Li Jingjing, Zhang Yiwen, Xu Qi, Wang Gang, Jiang Lai, Wei Qing, Luo Cong, Chen Lei, Ying Jieer
Department of Hepato-Pancreato-Biliary & Gastric Medical Oncology, Cancer Hospital of the University of Chinese Academy of Sciences (Zhejiang Cancer Hospital), Institute of Cancer and Basic Medicine (IBMC), Chinese Academy of Sciences, Hangzhou, Zhejiang Province, 310022, People's Republic of China.
Department of Pharmacy, Zhejiang Provincial People's Hospital, People's Hospital of Hangzhou Medical College, Hangzhou, Zhejiang Province, 310000, People's Republic of China.
Cancer Manag Res. 2021 Mar 30;13:2925-2935. doi: 10.2147/CMAR.S298885. eCollection 2021.
We aimed to assess the differences in gene expression and systemic inflammatory markers in colorectal cancer (CRC) patients with different mismatch repair (MMR) statuses.
Bioinformatics analysis was used to identify the different expression genes in patients with CRC at different MMR statuses. A total of 208 patients with resectable colorectal cancer, including 104 deficient mismatch repair (dMMR) patients and 104 matched proficient mismatch repair (pMMR) patients, were retrospectively analyzed.
Bioinformatics analysis showed that chemokine-mediated signaling pathway and inflammatory responses were the main differences in gene expression between dMMR and pMMR CRC patients. In all 208 patients with CRC, those with dMMR frequently had it located on the right side, with more mucinous adenocarcinoma and grade 3 tumors. Patients with dMMR had an earlier American Joint Committee on Cancer (AJCC) stage than pMMR patients. Meanwhile, lymph nodes (LNs) metastasis was more frequently negative in dMMR patients than pMMR patients. Interestingly, patients with CRC with dMMR had more regional lymph nodes removed during surgery, although with less metastatic cancer. Patients with resectable CRC with dMMR were more likely to have higher levels of neutrophil, monocyte, platelet, neutrophil/lymphocyte ratio (NLR), platelet/lymphocyte ratio (PLR), monocyte-to-lymphocyte ratio (MLR), C-reactive protein to albumin ratio (CAR), Glasgow prognostic score (GPS) and C-reactive protein (CRP). In patients with dMMR, those with higher levels of PLR, MLR, CAR, and co-effect present had shorter overall survival (OS) significantly. It was noteworthy that the prognosis of high levels of systemic inflammatory markers did not predict prolonged OS in patients with pMMR CRC.
dMMR CRC has presented a comprehensively distinct systemic inflammatory microenvironment.

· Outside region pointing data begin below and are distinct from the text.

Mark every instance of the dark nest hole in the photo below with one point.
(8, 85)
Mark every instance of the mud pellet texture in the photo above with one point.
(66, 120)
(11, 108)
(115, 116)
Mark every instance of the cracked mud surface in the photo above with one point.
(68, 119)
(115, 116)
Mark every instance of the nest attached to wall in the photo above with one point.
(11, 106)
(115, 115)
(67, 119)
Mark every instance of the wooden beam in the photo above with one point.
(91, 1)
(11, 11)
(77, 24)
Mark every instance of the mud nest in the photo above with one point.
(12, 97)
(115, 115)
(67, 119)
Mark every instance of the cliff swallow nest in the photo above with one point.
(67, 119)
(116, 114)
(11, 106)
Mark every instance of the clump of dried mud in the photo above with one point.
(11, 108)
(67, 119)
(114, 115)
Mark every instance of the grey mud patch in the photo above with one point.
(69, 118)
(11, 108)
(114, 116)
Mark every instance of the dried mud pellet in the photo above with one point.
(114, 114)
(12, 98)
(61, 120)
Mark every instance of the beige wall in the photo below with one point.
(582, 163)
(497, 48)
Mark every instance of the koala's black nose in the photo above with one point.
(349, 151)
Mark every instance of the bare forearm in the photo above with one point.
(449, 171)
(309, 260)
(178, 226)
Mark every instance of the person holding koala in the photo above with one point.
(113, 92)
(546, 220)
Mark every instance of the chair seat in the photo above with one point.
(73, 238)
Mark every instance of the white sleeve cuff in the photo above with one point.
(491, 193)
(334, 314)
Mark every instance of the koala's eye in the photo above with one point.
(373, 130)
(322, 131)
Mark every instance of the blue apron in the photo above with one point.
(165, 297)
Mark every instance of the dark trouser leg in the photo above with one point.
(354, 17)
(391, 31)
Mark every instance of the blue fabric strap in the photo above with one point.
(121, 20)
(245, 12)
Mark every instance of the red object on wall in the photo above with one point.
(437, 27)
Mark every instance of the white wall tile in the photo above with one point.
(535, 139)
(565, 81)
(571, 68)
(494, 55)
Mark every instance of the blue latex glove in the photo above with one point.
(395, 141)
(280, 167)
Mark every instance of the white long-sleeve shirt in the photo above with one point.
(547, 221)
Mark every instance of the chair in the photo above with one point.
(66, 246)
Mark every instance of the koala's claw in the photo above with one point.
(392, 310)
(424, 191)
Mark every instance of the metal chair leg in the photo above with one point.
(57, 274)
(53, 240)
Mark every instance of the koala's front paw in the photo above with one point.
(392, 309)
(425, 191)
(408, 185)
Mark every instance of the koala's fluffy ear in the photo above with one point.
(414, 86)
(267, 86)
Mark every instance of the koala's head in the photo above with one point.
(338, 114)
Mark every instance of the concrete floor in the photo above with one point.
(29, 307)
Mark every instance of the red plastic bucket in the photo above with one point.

The systemic inflammatory response can predict oncological outcomes in patients with CRC with dMMR.
我们旨在评估不同错配修复(MMR)状态的结直肠癌(CRC)患者的基因表达和全身炎症标志物的差异。

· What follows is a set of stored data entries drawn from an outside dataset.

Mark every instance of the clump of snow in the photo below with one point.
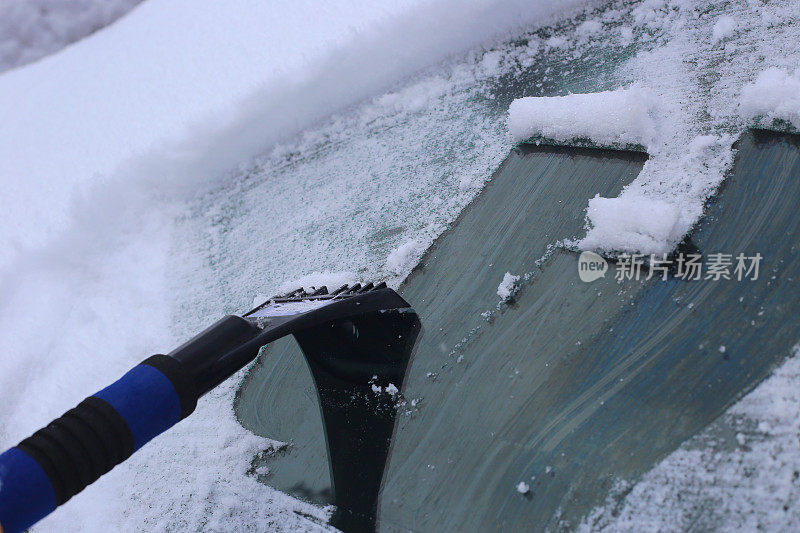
(774, 95)
(403, 258)
(631, 223)
(31, 29)
(611, 118)
(507, 287)
(723, 28)
(652, 214)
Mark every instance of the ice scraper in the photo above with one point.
(355, 339)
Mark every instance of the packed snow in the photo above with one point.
(723, 28)
(632, 223)
(31, 29)
(773, 96)
(619, 118)
(404, 257)
(507, 287)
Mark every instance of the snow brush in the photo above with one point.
(352, 338)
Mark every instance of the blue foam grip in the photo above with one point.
(26, 495)
(146, 400)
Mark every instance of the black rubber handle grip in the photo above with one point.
(60, 460)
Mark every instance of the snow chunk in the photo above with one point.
(403, 257)
(631, 223)
(507, 286)
(725, 27)
(775, 95)
(610, 118)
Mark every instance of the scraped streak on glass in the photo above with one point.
(289, 308)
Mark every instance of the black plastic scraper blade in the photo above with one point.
(358, 364)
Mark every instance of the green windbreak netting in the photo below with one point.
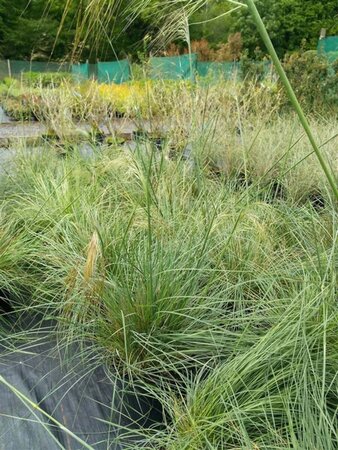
(329, 48)
(114, 72)
(173, 68)
(226, 70)
(80, 72)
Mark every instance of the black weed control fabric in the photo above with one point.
(96, 408)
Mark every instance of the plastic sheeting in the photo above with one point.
(99, 409)
(113, 72)
(329, 48)
(174, 68)
(80, 72)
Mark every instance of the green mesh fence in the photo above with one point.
(114, 72)
(80, 72)
(173, 68)
(226, 70)
(329, 48)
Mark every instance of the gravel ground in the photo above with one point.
(9, 129)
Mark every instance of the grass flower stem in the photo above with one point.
(291, 93)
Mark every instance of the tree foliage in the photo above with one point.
(30, 28)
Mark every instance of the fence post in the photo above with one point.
(9, 68)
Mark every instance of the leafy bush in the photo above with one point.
(314, 80)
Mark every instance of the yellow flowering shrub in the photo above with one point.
(130, 98)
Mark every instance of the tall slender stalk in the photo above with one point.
(291, 93)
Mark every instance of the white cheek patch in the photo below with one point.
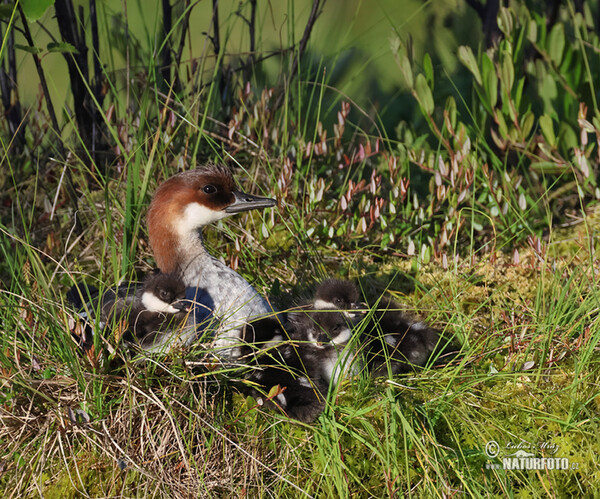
(155, 304)
(282, 400)
(302, 381)
(324, 305)
(195, 216)
(390, 340)
(343, 337)
(274, 341)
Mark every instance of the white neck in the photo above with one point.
(154, 304)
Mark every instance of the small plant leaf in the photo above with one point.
(532, 31)
(548, 129)
(527, 123)
(34, 9)
(507, 73)
(428, 69)
(6, 10)
(424, 94)
(490, 80)
(401, 53)
(27, 48)
(465, 54)
(505, 22)
(556, 43)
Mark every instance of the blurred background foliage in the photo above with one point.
(419, 128)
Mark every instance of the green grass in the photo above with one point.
(514, 288)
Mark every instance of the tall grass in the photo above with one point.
(175, 425)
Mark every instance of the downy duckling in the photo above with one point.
(181, 207)
(162, 306)
(281, 376)
(322, 338)
(394, 343)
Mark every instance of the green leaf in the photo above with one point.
(451, 110)
(63, 47)
(548, 129)
(34, 9)
(532, 31)
(465, 54)
(490, 80)
(428, 69)
(424, 94)
(502, 128)
(507, 73)
(556, 43)
(401, 54)
(27, 48)
(505, 22)
(527, 124)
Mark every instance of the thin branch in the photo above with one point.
(38, 66)
(184, 29)
(42, 77)
(315, 12)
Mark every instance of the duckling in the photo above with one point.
(181, 207)
(282, 376)
(394, 343)
(322, 339)
(335, 294)
(162, 306)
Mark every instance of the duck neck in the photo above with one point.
(192, 258)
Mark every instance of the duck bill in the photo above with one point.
(181, 306)
(247, 202)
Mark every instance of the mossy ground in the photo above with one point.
(529, 373)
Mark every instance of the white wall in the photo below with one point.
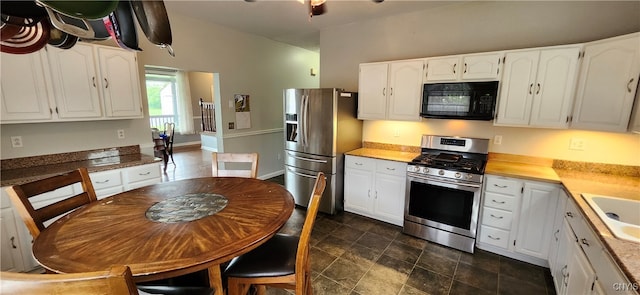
(480, 27)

采用生物信息学分析来鉴定不同MMR状态的CRC患者中的差异表达基因。对总共208例可切除的结直肠癌患者进行回顾性分析,其中包括104例错配修复缺陷(dMMR)患者和104例匹配的错配修复 proficient(pMMR)患者。
生物信息学分析表明,趋化因子介导的信号通路和炎症反应是dMMR和pMMR CRC患者基因表达的主要差异。在所有208例CRC患者中,dMMR患者的肿瘤常位于右侧,黏液腺癌和3级肿瘤较多。dMMR患者的美国癌症联合委员会(AJCC)分期比pMMR患者早。同时,dMMR患者的淋巴结(LN)转移阴性比pMMR患者更常见。有趣的是,dMMR的CRC患者在手术期间切除的区域淋巴结更多,尽管转移癌较少。可切除的dMMR CRC患者更可能具有较高水平的中性粒细胞、单核细胞、血小板、中性粒细胞/淋巴细胞比值(NLR)、血小板/淋巴细胞比值(PLR)、单核细胞与淋巴细胞比值(MLR)、C反应蛋白与白蛋白比值(CAR)、格拉斯哥预后评分(GPS)和C反应蛋白(CRP)。在dMMR患者中,PLR、MLR、CAR水平较高且存在协同作用的患者的总生存期(OS)明显较短。值得注意的是,高水平的全身炎症标志物的预后并不能预测pMMR CRC患者的OS延长。
dMMR CRC呈现出全面不同的全身炎症微环境。全身炎症反应可预测dMMR CRC患者的肿瘤学结局。